Anorexia is not an orphan disease because there are so few anorexics. On the contrary — it is estimated that from 0.3 to one per cent of the population suffers from anorexia. That may not sound like much, but in real terms it means that there are about 13,800 anorexics in B.C. alone.

By comparison, according to B.C. government statistics, there are only 11,700 AIDS sufferers in province. Therefore, there are over 2,000 more anorexics in B.C. than people who have AIDS.

AIDS sufferers will no longer die in droves because treatment has been and continues to be funded. By contrast, statistics from St. Paul’s Hospital in Vancouver and elsewhere indicate that anorexia kills about 10 per cent of its sufferers, and there is only one functioning treatment program with eight beds in the province.

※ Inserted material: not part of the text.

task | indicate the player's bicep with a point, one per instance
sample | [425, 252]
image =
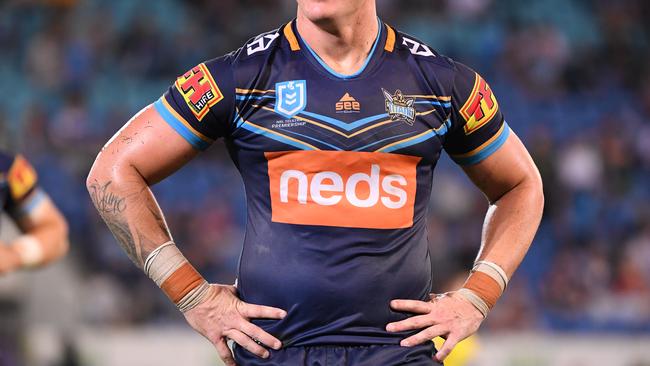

That means that more people die of anorexia in B.C. than from AIDS. Anorexics die silently, hidden from public view. Their suffering is ignored because it is not interesting.

It is easy to point the finger at the fashion industry, but as a study from New York’s Columbia University concluded, that is simplistic and it is impossible to establish a direct causal link between anorexia and the body types that are promoted by the fashion industry. The disease is multifactorial: it has many causes and fashion images are only one of them. Genetics seems to be involved, family history, emotional and psychological trauma — the list goes on.

To point the finger at the fashion industry and stop there is to take the easy way out. It’s like pointing to the reason why people acquire AIDS instead of doing something about the people who have AIDS. Thousands of people suffer from anorexia in B.C.; many of these people will die, and most of them will die because the provincial health system has not seen fit to fund treatment programs and to provide beds in keeping with their need.

It is so much cheaper to point fingers than to care for the people who have the disease. But is it ethical? Is it just? Is it caring?

Anorexia is an orphan disease because it is catastrophically underfunded, and has been for years. Is that what one should expect from a health-care system that claims to be just — and that claims to care?

 

Eike-Henner W. Kluge is a medical ethicist and a professor at the University of Victoria.